The Securities and Exchange Commission’s Edgar filing system is a platform which houses detailed financial reports on publicly traded companies, including quarterly earnings and statements on acquisitions.
According to Clayton, the security breach was discovered last, it is the result of the presence of “software vulnerability.”
“In August 2017, the Commission learned that an incident previously detected in 2016 may have provided the basis for illicit gain through trading. Specifically, a software vulnerability in the test filing component of our EDGAR system, which was patched promptly after discovery, was exploited and resulted in access to nonpublic information.” reads the statement on cybersecurity.

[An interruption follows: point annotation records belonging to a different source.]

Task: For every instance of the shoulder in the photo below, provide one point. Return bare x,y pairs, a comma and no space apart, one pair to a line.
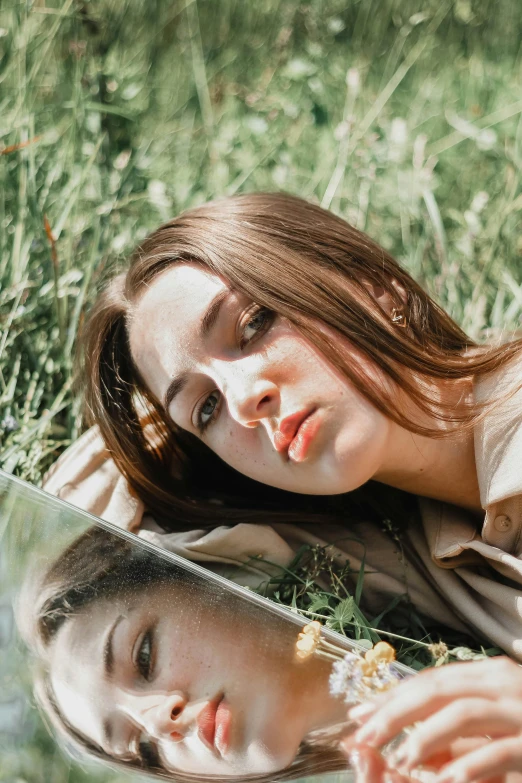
498,435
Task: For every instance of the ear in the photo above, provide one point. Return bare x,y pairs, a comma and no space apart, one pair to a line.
384,299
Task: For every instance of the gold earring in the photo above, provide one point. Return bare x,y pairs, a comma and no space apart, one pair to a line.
398,318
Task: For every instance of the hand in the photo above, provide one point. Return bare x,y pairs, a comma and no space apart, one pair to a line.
464,700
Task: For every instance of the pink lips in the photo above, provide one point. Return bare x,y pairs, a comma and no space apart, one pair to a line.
213,724
296,433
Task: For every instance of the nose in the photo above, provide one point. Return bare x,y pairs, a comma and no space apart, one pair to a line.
250,398
166,717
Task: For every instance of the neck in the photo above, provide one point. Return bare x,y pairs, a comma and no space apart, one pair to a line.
321,708
439,468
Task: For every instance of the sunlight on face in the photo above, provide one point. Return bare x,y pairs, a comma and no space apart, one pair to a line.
252,388
213,691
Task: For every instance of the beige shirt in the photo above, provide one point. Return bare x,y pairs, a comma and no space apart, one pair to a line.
452,570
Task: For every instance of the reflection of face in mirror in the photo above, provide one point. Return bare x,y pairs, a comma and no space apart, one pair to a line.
147,665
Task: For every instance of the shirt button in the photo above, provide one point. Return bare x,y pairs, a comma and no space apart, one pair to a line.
502,523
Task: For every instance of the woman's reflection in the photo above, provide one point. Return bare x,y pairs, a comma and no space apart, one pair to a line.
150,666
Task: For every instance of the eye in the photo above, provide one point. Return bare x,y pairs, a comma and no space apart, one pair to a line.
143,659
148,753
258,321
208,410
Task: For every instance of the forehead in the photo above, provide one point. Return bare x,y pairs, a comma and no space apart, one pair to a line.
76,667
164,325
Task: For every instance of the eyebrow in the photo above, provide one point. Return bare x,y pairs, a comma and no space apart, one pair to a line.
208,321
108,651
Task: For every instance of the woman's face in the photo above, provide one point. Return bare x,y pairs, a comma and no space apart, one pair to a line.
253,388
211,689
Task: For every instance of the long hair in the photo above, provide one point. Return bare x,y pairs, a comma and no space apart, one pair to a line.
101,565
312,268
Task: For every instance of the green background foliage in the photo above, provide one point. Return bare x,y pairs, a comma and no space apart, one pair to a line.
401,115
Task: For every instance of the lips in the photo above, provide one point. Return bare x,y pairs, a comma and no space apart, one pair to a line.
296,433
213,724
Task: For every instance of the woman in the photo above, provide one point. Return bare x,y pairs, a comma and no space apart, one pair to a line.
262,342
147,665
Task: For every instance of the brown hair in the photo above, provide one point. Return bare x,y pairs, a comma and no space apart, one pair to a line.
314,269
100,565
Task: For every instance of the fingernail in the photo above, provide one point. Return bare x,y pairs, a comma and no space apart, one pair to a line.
362,711
367,735
358,763
398,760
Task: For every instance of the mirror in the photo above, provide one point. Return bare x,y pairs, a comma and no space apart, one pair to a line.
140,662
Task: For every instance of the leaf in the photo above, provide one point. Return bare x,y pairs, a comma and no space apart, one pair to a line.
318,602
343,612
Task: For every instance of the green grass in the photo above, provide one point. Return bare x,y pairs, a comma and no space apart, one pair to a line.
401,115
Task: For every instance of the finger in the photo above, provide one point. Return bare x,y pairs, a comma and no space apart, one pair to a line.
490,761
409,705
462,718
458,679
368,765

The SEC confirmed it is investigating the security breach but it did not share details about the attack, it only confirmed to have “promptly” fixed the flaw exploited by hackers.
Exactly as for the Equifax incident, this case is hilarious because the SEC agency is charged with protecting investors and markets.
The SEC believes the intrusion did not expose personally identifiable information.
“It is believed the intrusion did not result in unauthorized access to personally identifiable information, jeopardize the operations of the Commission, or result in systemic risk.” continues the statement.
Also in this case, experts pointed out the delay in the disclosure of the security breach.
“The agency detected the breach last year, but didn’t learn until last month that it could have been used for improper trading.” reported the Washington Post “The incident was briefly mentioned in an unusual eight-page statement on cybersecurity released by SEC Chairman Jay Clayton late Wednesday. The statement didn’t explain the delay in the announcement, the exact date the system was breached and whether information about any specific company was targeted.”
“Notwithstanding our efforts to protect our systems and manage cybersecurity risk, in certain cases cyber threat actors have managed to access or misuse our systems,” Clayton said in the statement.